NaNo on Facebook gave us a prompt a few minutes ago to free write for 5 minutes. I’m supposed to be writing for thirty minutes a day, but probably won’t get that far before work, so this will likely be very short. I’ve created a new account on the NaNo website, so I can completely divorce myself from the previous appellation I was using after my breakup. It’s a very freeing thing for me, to completely remove all traces of that name from my world. The next step I need to take for that is a burning ritual, but that can be done on the next new moon.
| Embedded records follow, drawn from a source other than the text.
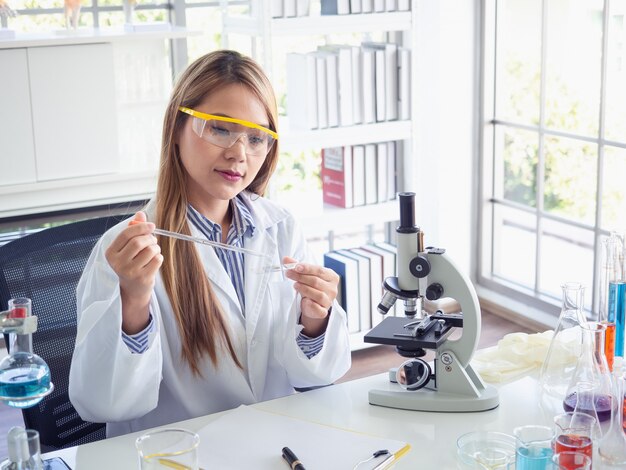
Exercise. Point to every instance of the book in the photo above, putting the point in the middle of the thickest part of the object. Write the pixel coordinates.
(404, 5)
(358, 175)
(391, 5)
(277, 8)
(322, 90)
(357, 85)
(368, 66)
(302, 100)
(335, 7)
(328, 86)
(265, 433)
(404, 83)
(387, 66)
(389, 265)
(337, 176)
(392, 183)
(303, 7)
(344, 83)
(381, 173)
(380, 85)
(290, 8)
(376, 282)
(371, 194)
(365, 286)
(348, 272)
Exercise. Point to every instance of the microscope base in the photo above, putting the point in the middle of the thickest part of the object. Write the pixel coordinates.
(432, 400)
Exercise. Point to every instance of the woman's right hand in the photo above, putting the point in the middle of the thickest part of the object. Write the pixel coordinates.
(136, 258)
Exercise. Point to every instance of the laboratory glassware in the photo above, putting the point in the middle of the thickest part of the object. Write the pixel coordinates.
(560, 362)
(592, 373)
(612, 447)
(608, 276)
(23, 449)
(203, 241)
(24, 376)
(574, 432)
(534, 447)
(485, 450)
(571, 461)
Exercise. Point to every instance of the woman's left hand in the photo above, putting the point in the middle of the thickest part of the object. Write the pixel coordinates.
(318, 287)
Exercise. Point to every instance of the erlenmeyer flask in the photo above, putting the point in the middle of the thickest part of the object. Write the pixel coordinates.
(560, 362)
(612, 448)
(591, 370)
(24, 376)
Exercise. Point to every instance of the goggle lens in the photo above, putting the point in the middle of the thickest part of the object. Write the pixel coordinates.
(224, 134)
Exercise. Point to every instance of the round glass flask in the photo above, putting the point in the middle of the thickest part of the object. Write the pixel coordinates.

I think a new moon is a better time for such a ritual, since it signifies new beginnings to me.
I’ve been thinking about what I want to write this year for NaNoWriMo. I’m considering something in the world I started in last year, but I’ve decided that that world needs a -lot- of building before I can write in it effectively. I need to know more about it in order to expand the stories. It’s possible to make the single novel into a series, and I tried to leave the ending such that it led to a second novel, though I’m not certain I did so terribly well. Perhaps I’ll practice writing series’ of short stories this month, in preparation for a longer series of novels/novellas.
Yes, I’m going to do it again. I’m going to be crazy enough to write 50,000 words (or more!) in 30 days. On top of that, my work schedule is more hectic. I’m full-time now, training five days a week starting very soon. Luckily, I’ll have a month to get myself in a habit of writing daily again, and probably more on my days off. Unless things change, those’ll be Tuesdays and Saturdays, which are good for me. It means I’ll have a day I can spend with Jason when he does have a day off, and a day which I can devote to long bursts of writing. Plus my schedule will now be set, which means I can get up and write before work, knowing exactly when I’ll be working. This is what I wanted, a stable schedule in order to have more regular time to write.
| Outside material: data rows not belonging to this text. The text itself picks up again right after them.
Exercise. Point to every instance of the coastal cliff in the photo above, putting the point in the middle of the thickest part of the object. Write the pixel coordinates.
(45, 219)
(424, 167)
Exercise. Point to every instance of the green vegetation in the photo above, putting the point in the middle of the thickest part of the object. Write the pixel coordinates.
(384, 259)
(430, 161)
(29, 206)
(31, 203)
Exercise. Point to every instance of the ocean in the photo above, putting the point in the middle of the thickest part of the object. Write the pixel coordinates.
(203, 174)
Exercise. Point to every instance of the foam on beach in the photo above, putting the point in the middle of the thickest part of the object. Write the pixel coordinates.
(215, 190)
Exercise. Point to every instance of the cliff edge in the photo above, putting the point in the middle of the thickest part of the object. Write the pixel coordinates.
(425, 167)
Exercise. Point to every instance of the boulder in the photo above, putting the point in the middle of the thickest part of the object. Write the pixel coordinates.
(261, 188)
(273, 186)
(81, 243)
I still have no idea what I’m going to write, though. I haven’t even edited last year’s novel. It desperately needs it, honestly, but I’m not going to ‘cheat’ and use NaNo 2014 for that. It’s going to be all writing, something new. Maybe I’ll finally get to writing Thirty-Three Days into something real, or maybe I’ll start the second part of the novel which I started last year for NaNo. Or maybe I’ll rewrite the concept I started last October. I really, really enjoyed the concept, it just became really disjointed, and I think I can take the ideas and write them more concretely now that I’ve had some time to think on it.
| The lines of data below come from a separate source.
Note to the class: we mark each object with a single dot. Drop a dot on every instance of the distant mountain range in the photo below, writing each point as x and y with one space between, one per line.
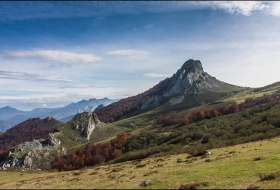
190 86
10 117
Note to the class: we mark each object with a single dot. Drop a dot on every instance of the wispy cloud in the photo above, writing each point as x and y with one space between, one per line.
61 58
240 7
149 27
156 75
27 76
84 86
43 9
131 54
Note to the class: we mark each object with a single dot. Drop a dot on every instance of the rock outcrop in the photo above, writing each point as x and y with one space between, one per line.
189 75
85 123
32 155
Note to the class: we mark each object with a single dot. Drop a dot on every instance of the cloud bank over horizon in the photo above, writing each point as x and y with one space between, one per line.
54 53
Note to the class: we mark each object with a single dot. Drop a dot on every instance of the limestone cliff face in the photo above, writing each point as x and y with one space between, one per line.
32 155
190 74
85 123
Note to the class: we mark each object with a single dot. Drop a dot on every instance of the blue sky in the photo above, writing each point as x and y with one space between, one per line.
55 53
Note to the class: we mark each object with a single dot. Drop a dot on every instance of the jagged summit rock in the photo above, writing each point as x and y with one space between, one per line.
191 73
189 87
185 77
85 123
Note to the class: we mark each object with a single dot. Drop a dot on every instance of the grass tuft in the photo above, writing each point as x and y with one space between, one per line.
271 176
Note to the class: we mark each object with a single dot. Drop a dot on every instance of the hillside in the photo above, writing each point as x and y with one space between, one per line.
189 87
83 128
34 128
248 163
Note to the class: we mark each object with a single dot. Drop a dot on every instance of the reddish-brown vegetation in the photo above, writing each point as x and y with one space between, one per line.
91 154
215 112
128 105
28 130
3 155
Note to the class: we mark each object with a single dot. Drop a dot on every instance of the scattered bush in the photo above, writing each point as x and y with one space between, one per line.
193 185
252 187
199 153
270 176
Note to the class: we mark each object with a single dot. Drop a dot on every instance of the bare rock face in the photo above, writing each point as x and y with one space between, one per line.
52 141
190 74
31 155
85 123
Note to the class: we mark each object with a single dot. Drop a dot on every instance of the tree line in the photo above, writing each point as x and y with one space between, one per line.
91 154
215 112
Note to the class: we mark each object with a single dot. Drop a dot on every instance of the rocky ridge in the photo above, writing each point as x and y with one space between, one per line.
85 123
34 154
190 75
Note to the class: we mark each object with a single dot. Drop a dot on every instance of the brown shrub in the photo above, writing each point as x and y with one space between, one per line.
77 173
179 160
140 165
117 169
199 153
252 187
193 185
270 176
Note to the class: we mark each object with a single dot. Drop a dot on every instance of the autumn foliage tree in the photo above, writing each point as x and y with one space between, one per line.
91 154
215 112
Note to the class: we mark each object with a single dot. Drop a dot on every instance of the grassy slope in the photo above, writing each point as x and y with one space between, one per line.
229 167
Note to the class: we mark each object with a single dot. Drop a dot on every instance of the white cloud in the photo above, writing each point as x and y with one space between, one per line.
156 75
149 26
240 7
28 76
29 10
62 58
131 54
275 8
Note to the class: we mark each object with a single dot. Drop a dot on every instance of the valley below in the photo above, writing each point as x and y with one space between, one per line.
189 131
Of course that brings me to the dilemma of what to do in October.
I don’t want to run the risk of basically writing all my ideas for NaNo 2014 in October, but I really need to get into a writing habit again, since it’s been a long time for me. I love writing, and I feel like I’m happier and healthier when I’m writing, but after a year almost of not writing I know I need to get back into the habit. I also need to learn how to work it into my daily/weekly schedule. I suppose I can use the month to work through a backlog of writing prompts, and that will help me get into the habit of writing both for a word-count and on a regular schedule. Both will be good for me.
I found myself wanting to read through some of last year’s novel, and I noticed something interesting. I didn’t remember a lot of it. I don’t know what that means, really, but there were a lot of details I didn’t remember whatsoever. I guess that says two things: first, that I really need to sit and read the story so I can edit it, and that a lot of that story came to me in flashes of pure inspiration, but didn’t stick with me. Is that a good thing? Maybe not. If it wasn’t memorable to me maybe it wasn’t memorable at all. Though realistically, it’s a rough draft. It’s a first draft, and by no means a finished novel. It needs a lot of work before it’s a finished novel. I haven’t even considered really publishing it somehow. I think it has the bones of a series, but that requires work I haven’t been able to put into it yet. Yet.